The attitude underlying such crude expressions as “a Jew is a Jew and a non-Jew remains a non-Jew” is “a corruption of Judaism and tramples on the moral sensibility and meaning of Judaism itself,” said Schulweis.
Giving living voice to the rabbi’s strictures were Valley Beth Shalom members, mostly youngish, who shared their path to Judaism with joy, humor and, above all, a profound sense of dedication.
They were introduced by Schulweis, who said, “Tonight, we embrace with enthusiasm and love the courageous men and women who have entered our lives, who have become flesh of our flesh and blood of our blood, part of our mishpacha.”
Returning the embrace was Martha Rainey, an investment executive, who traced the beginning of her journey to a visit to Israel.
In Jerusalem, standing before the eternal flame at the Yad Vashem Holocaust memorial, “I came face to face with the stark reality and human cost of man’s inhumanity to Jews, and I was overcome,” said Rainey. “I felt compelled to discover what it was that inspired Jews to remain faithful to their God in the face of evil incarnate and the threat of death.”
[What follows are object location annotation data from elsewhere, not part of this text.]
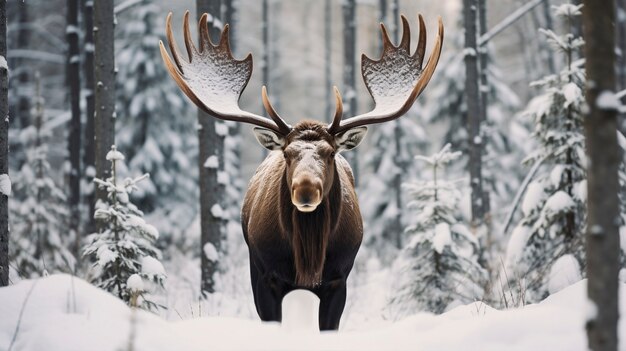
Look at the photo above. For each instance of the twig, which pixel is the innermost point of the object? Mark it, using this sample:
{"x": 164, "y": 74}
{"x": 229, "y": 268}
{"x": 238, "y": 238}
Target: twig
{"x": 514, "y": 16}
{"x": 19, "y": 320}
{"x": 520, "y": 192}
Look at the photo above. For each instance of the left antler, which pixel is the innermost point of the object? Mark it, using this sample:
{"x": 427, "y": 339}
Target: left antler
{"x": 395, "y": 80}
{"x": 213, "y": 79}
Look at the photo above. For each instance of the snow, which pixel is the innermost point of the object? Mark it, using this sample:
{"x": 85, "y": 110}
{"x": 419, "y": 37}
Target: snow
{"x": 5, "y": 184}
{"x": 135, "y": 283}
{"x": 210, "y": 252}
{"x": 114, "y": 155}
{"x": 105, "y": 255}
{"x": 217, "y": 211}
{"x": 442, "y": 237}
{"x": 559, "y": 202}
{"x": 212, "y": 162}
{"x": 151, "y": 266}
{"x": 66, "y": 313}
{"x": 533, "y": 196}
{"x": 607, "y": 100}
{"x": 564, "y": 272}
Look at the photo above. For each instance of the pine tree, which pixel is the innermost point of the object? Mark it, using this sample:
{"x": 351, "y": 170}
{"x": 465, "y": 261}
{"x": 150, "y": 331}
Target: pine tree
{"x": 503, "y": 136}
{"x": 39, "y": 213}
{"x": 124, "y": 247}
{"x": 439, "y": 267}
{"x": 554, "y": 207}
{"x": 155, "y": 126}
{"x": 378, "y": 201}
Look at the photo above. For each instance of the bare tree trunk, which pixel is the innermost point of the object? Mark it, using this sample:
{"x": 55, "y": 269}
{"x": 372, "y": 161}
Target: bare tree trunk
{"x": 547, "y": 14}
{"x": 211, "y": 191}
{"x": 4, "y": 148}
{"x": 399, "y": 162}
{"x": 349, "y": 72}
{"x": 328, "y": 44}
{"x": 472, "y": 99}
{"x": 73, "y": 82}
{"x": 602, "y": 237}
{"x": 104, "y": 72}
{"x": 23, "y": 41}
{"x": 89, "y": 153}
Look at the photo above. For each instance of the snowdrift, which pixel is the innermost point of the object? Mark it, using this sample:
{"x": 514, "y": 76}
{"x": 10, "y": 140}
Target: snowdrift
{"x": 61, "y": 312}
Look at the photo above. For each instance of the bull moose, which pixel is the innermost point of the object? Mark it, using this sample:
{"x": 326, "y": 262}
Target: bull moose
{"x": 300, "y": 217}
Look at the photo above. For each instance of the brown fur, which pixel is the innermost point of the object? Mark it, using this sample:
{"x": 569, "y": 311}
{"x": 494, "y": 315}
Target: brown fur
{"x": 271, "y": 221}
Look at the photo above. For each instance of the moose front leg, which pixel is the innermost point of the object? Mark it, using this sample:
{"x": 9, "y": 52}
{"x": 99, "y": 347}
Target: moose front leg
{"x": 332, "y": 301}
{"x": 268, "y": 293}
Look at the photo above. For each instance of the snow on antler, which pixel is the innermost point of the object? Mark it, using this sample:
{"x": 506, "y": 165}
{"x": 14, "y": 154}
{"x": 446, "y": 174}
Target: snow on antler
{"x": 212, "y": 78}
{"x": 395, "y": 80}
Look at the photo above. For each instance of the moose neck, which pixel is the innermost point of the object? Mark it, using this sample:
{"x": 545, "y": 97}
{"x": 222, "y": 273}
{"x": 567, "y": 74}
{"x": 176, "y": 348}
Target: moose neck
{"x": 309, "y": 232}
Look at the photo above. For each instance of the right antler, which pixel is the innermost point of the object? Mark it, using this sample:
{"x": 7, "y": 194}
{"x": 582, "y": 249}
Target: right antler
{"x": 213, "y": 79}
{"x": 395, "y": 80}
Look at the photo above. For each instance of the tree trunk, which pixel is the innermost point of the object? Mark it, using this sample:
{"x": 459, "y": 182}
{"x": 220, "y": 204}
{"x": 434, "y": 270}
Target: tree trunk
{"x": 73, "y": 84}
{"x": 328, "y": 45}
{"x": 23, "y": 41}
{"x": 104, "y": 72}
{"x": 349, "y": 72}
{"x": 89, "y": 154}
{"x": 602, "y": 237}
{"x": 4, "y": 149}
{"x": 472, "y": 99}
{"x": 399, "y": 162}
{"x": 547, "y": 14}
{"x": 211, "y": 192}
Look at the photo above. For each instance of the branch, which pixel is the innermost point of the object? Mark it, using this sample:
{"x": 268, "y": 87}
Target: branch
{"x": 126, "y": 5}
{"x": 520, "y": 192}
{"x": 37, "y": 55}
{"x": 517, "y": 14}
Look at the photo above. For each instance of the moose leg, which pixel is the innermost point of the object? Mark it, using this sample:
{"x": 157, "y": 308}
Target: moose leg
{"x": 332, "y": 301}
{"x": 267, "y": 297}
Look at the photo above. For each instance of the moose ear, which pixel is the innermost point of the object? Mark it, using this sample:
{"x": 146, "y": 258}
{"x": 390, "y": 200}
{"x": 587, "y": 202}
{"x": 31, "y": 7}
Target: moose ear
{"x": 268, "y": 138}
{"x": 351, "y": 138}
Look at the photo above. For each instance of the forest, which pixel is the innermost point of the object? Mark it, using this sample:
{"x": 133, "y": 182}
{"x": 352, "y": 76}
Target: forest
{"x": 493, "y": 204}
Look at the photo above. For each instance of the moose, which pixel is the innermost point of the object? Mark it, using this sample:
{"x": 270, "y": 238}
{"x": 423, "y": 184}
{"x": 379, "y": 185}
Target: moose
{"x": 300, "y": 216}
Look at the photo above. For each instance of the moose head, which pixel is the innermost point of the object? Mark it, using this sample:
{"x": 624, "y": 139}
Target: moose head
{"x": 300, "y": 215}
{"x": 214, "y": 81}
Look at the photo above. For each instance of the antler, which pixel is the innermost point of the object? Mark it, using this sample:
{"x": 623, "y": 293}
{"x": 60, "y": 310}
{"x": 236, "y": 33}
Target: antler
{"x": 395, "y": 80}
{"x": 213, "y": 79}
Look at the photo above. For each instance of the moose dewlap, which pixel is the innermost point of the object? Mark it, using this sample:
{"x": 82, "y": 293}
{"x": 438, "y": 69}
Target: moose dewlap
{"x": 300, "y": 215}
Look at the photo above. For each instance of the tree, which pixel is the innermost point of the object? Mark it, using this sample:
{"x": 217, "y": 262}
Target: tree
{"x": 439, "y": 267}
{"x": 602, "y": 234}
{"x": 39, "y": 213}
{"x": 211, "y": 135}
{"x": 104, "y": 73}
{"x": 473, "y": 112}
{"x": 349, "y": 72}
{"x": 74, "y": 136}
{"x": 554, "y": 206}
{"x": 89, "y": 153}
{"x": 154, "y": 124}
{"x": 124, "y": 246}
{"x": 5, "y": 181}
To Cricket Campbell, Judaism is expressed through perpetually unfolding emotions. “I love the sound of Hebrew; it speaks to my heart,” she said. “The way I praise God. The way I experience God…. The way I think that nothing could be more wonderful than to light Shabbat candles every Friday night in my home.”
Software engineer Joe Borsody felt dissatisfied with his faith after 12 years of Catholic schooling and a stint as Marine officer.
Like many other converts, he “shopped around” at other Christian denominations, then took an 18-week course at the University of Judaism, and became a Jew-by-choice last October.
Describing the experience, Borsody said, “I felt like a bar mitzvah boy, with my whole life ahead of me.” He related three of the most common questions asked him by born Jews, followed by his answers.
1) “How did your parents feel about your conversion?”
“They didn’t like it, but we’ve agreed to disagree.”
2) “Why would you want to join a people often persecuted and subjected to anti-Semitism?”
“I would rather be with the oppressed than the oppressors.”
3) “Do you date non-Jewish women?”
David Pardess, a foreign-language professor at Los Angeles Mission College, was attracted to Judaism as an “intelligent” faith, which did not threaten him with “hellfire and damnation.”
The road to his new religion led him from matzo ball soup at Canter’s Deli, through membership in UCLA Hillel, to three years of Hebrew and one year of Yiddish studies at UCLA. Last Friday, his daughter, Rebecca, celebrated her bat mitzvah at Valley Beth Shalom.
When Brian Link married a Jewish woman, he initially did not want to convert. “It seemed too quick, too coercive at the time,” he said.
Assured that he could convert whenever he felt ready, Link eventually became a Jew-by-choice. One motive, frequently cited by other converts, was that “I would rather be counted among the persecuted than the persecutors.”
It took Ron Freson 15 years of persistence, occasional rebuffs and intensive study to make the transition from “a Lutheran guy in Kentucky to a Jew in the San Fernando Valley.”
The final push came with a five-month course at the University of Judaism, questioning by the beit din (rabbinical court), symbolic circumcision and immersion in a mikvah.
In the United States, there are approximately 5,000 new converts to Judaism each year, and 165,000 converts in a total American Jewish population of 5.5 million.
These figures come from Dr. Egon Mayer, director of the Center for Jewish Studies at the City University of New York, and are based on the 1990 National Jewish Population Survey.
Judging by the response to his outreach, there is a growing interest by non-Jews in Judaism, said Schulweis. The motivations differ from person to person, he said, but most are affected by two current phenomena in American life — a wide freedom of choice and a great spiritual hunger.